Probing the radial temperature structure of protoplanetary disks with Herschel/HIFI

TL;DR

This study uses Herschel/HIFI observations of CO and [CII] lines to analyze the temperature distribution in the protoplanetary disk around HD 100546, revealing a steep radial temperature gradient and gas-dust thermal decoupling.

Contribution

It provides the first detailed measurement of the radial temperature gradient of warm gas in a protoplanetary disk using high-J CO lines and models the temperature profile with a power-law fit.

Findings

The CO line profiles indicate a temperature gradient with a power-law index of 0.85.

The gas temperature decreases more steeply with radius than the dust temperature.
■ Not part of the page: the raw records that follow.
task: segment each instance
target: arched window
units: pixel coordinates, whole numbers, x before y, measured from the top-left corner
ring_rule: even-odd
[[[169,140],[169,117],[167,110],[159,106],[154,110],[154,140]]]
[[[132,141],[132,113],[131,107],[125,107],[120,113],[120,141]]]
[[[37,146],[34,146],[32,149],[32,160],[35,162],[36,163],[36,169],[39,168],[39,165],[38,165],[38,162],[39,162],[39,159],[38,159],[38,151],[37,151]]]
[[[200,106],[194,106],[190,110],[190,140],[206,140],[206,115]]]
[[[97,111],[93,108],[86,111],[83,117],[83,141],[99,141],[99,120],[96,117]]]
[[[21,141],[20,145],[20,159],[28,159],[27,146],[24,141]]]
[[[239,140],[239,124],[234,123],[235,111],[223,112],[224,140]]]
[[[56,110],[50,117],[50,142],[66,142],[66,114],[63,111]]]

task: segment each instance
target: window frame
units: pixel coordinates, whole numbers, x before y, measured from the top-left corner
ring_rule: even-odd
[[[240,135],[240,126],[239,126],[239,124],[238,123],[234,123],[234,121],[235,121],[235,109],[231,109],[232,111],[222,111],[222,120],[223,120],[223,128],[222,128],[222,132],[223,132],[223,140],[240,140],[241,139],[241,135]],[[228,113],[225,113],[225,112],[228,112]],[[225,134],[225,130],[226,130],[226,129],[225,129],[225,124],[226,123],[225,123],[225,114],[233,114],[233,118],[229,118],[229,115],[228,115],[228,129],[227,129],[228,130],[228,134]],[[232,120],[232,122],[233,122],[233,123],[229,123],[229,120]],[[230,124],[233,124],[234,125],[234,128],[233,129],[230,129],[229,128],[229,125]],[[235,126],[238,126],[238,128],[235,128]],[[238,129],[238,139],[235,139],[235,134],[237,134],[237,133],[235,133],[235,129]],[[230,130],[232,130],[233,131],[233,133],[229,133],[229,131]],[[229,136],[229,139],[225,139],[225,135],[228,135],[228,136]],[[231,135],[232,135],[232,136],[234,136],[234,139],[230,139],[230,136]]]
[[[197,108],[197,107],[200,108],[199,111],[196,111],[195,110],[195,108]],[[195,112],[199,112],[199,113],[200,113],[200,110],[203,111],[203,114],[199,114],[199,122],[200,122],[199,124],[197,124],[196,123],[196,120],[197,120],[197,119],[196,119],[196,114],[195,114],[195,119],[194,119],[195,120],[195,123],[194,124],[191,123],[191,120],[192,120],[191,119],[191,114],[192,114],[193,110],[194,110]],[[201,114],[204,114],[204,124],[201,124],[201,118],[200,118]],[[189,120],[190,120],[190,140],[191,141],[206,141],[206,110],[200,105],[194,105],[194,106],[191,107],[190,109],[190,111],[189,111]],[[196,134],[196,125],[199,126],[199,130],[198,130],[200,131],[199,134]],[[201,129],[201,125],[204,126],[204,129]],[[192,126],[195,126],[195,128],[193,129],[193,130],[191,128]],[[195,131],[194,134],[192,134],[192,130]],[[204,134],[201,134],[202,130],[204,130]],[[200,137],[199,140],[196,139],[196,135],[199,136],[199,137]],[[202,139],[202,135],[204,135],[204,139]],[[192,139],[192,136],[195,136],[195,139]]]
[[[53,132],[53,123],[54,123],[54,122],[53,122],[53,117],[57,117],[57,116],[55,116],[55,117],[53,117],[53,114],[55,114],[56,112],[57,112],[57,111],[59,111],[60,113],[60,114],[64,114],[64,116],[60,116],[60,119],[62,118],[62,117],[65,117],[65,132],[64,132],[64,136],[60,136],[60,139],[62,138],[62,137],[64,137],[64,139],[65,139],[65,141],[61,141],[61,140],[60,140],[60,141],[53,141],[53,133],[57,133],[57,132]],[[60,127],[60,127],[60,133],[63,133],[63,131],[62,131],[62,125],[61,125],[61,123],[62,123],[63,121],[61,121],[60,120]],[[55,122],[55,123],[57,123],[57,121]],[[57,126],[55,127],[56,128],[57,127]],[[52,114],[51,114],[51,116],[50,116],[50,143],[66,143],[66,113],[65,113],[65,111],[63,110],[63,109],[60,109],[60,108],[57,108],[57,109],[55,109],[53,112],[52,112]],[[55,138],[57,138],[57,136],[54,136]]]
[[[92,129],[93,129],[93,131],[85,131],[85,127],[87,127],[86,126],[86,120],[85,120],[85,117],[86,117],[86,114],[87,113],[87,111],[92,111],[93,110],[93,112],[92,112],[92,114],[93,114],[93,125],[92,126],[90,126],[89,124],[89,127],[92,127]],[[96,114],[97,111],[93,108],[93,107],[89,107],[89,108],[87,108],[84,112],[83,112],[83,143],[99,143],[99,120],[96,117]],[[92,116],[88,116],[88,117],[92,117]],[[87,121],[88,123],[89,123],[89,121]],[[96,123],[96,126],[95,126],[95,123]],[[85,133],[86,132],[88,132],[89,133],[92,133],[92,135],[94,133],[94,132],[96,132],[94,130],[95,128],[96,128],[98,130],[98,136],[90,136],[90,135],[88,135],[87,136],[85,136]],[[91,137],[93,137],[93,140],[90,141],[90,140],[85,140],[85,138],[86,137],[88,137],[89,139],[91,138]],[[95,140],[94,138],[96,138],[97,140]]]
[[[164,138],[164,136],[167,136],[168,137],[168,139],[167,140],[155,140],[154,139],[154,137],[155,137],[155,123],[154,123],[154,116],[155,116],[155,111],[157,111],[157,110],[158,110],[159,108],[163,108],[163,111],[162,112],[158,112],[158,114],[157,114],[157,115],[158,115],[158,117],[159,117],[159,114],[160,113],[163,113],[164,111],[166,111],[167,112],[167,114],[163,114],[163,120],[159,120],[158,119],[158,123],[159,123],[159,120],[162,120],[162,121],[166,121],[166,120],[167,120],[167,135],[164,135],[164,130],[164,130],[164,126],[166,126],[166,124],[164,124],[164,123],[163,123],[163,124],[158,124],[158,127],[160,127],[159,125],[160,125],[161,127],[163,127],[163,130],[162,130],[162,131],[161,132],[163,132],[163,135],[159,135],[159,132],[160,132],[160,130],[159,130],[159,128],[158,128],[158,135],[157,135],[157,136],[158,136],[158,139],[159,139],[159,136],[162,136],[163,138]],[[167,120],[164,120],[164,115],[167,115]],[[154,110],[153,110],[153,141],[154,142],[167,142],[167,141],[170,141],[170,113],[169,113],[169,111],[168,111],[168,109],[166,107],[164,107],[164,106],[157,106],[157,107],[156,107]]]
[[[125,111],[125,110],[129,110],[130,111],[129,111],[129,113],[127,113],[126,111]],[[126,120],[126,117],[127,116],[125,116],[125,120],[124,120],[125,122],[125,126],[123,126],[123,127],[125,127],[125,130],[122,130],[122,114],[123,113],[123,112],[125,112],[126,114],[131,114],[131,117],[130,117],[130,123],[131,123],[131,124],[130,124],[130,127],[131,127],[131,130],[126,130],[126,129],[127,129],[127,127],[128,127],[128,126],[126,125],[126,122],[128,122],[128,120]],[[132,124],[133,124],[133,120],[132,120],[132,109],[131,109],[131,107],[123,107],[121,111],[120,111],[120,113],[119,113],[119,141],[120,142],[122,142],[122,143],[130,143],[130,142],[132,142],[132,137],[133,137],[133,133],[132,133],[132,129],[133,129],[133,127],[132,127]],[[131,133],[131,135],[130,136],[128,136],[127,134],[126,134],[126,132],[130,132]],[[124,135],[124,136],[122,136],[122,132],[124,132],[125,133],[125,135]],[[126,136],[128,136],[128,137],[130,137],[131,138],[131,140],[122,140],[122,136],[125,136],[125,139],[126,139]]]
Most of the [CII] emission originates outside the disk, likely from remnant envelope or diffuse cloud.

Abstract

Herschel/HIFI spectroscopic observations of CO J=10-9, CO J=16-15 and [CII] towards HD 100546 are presented. The objective is to resolve the velocity profile of the lines to address the emitting region of the transitions and directly probe the distribution of warm gas in the disk. The spectra reveal double-peaked CO line profiles centered on the systemic velocity, consistent with a disk origin. The J=16-15 line profile is broader than that of the J=10-9 line, which in turn is broader than those of lower J transitions (6-5, 3-2, observed with APEX), thus showing a clear temperature gradient of the gas with radius. A power-law flat disk model is used to fit the CO line profiles and the CO rotational ladder simultaneously, yielding a temperature of T_0=1100 \pm 350 K (at r_0 = 13 AU) and an index of q=0.85 \pm 0.1 for the temperature radial gradient. This indicates that the gas has a steeper radial temperature gradient than the dust (mean q_{dust} ~ 0.5), providing further proof of the thermal decoupling of gas and dust at the disk heights where the CO lines form. The [CII] line profile shows a strong single-peaked profile red-shifted by 0.5 km s-1 compared to the systemic velocity. We conclude that the bulk of the [CII] emission has a non-disk origin (e.g., remnant envelope or diffuse cloud).